Mugabe received honorary degrees y many esteemed institutions like St. Augustine’s in Tanzania, Lomonosov State University in Russia, Michigan State University in US and Edinburgh University in UK.
He, however, is a graduate of the University of Fort Hare in 1951, while he successively earned six further degrees through distance learning. With all that, Mugabe appeared to be on the road to a progressive future.
One of Mugabe’s priorities was to educate Zimbabweans. He also took economic initiative to spur the country’s economy by introducing a five-year plan in 1989 that allowed farmers to set their own prices. This paid off immediately as the agricultural sector grew progressively.
After the success of the agricultural sector, in 2000 Mugabe decided to distribute land from white settlers as they had occupied fifteen million hectares of farm land. He then transferred three million into black hands for farming.
“Since the majority of our people depend on the land for sustenance and livelihood, we need to ensure they have access to the land, and that Africans vast agricultural potential, is fully earnest,” told the former president of Zimbabwe, Robert Mugabe.
“We were held under siege and forced into closure on the farm in 2000,” said John Worsely, a white farmer.
Mugabe was then to compensate the white farmers and have the new black farmers taught how to farm. But local politics and unfulfilled pledges of financial help from the British government doomed the program to failure.
The unpremeditated consequences were a huge drop in productivity and eventually, a virtual food crisis.
“What we have, even the former president regretted it during his 91st birthday interview, was that he allocated people big portions of land that they were not able to farm,” said Patrick Russo, a journalist and political analyst.
Maintaining his popularity among Zimbabweans, Mugabe won the 1990 polls with 83% of the popular vote. In the 1996 poll, he won with 90% after a withdrawal, shortly before the election from his opponents Abel Muzorewa and Ndabaningi Sithole. And in 2002, against Morgan Tsvangirai, Mugabe won by 14%.
It was in 2008 elections that Morgan Tsvangirai stood against Mugabe and lost due to boycotting a rerun. Tsvangirai was then appointed as the Prime Minister of Zimbabwe. They worked together to revive the country’s economy that had dropped in eighteen years due to inflation.
In 1980, the Zimbabwe Dollar stood at 1 ZWD to 1.47 USD, while in 2008, it stood at 2,600,000,000 ZWD to 1 USD. In 2009, Zimbabwe started using the US Dollar as the official currency that stopped the economy’s hyperinflation.

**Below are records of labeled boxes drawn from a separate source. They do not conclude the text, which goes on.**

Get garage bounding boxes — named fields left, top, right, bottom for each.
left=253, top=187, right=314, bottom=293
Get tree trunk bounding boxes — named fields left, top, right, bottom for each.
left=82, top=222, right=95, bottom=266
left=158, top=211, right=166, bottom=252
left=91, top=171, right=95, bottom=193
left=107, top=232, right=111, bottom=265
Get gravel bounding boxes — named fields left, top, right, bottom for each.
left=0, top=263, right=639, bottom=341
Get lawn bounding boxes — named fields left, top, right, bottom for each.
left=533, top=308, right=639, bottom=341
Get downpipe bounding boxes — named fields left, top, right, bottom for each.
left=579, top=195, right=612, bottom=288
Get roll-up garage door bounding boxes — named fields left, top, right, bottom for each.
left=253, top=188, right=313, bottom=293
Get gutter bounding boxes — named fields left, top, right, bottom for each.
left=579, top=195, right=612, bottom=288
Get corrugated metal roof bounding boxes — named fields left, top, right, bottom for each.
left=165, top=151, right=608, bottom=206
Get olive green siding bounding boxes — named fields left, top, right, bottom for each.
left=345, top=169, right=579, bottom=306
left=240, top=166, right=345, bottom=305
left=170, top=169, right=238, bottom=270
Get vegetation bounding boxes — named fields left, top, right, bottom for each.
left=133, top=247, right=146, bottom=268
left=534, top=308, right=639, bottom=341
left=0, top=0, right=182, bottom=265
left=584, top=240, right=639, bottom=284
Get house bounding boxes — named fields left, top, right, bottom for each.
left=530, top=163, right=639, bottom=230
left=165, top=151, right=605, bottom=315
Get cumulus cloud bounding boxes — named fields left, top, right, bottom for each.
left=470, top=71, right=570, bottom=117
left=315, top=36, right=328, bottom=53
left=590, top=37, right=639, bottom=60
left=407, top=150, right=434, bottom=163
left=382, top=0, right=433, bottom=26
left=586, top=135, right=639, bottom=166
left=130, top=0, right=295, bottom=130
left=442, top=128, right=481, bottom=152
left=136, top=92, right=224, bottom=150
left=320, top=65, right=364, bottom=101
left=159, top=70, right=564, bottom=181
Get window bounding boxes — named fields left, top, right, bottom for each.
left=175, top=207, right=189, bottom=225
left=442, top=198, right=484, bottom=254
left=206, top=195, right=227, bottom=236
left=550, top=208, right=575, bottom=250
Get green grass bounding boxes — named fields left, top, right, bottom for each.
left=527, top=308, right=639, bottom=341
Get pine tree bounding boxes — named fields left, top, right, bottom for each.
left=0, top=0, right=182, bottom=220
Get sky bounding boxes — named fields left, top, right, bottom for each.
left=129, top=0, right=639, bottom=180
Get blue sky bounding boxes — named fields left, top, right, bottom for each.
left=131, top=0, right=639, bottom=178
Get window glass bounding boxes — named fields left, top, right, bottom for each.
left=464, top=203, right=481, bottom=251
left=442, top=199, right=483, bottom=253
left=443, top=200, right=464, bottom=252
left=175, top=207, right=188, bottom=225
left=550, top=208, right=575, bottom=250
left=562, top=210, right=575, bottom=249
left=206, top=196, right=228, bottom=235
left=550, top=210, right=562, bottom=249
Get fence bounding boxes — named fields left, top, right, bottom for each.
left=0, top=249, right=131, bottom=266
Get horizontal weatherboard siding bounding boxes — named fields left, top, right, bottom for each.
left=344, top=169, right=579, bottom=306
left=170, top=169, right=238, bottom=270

As a symbol of British anger at human rights abuses in Zimbabwe, Robert Mugabe’s honorary degrees from The University of Massachusetts and the University of Edinburgh were rescinded, while stripped off his British Knighthood that he had received in 1994 from the Queen.
“Unfortunately, human nature is such that you remember the most immediate, you don’t remember the distant,” Simba Makoni, a former Minister in Mugabe’s Government said.
In November 2017, Robert Mugabe bowed to pressure from the military and stood down as the president of Zimbabwe, ending his 37 years in ruling.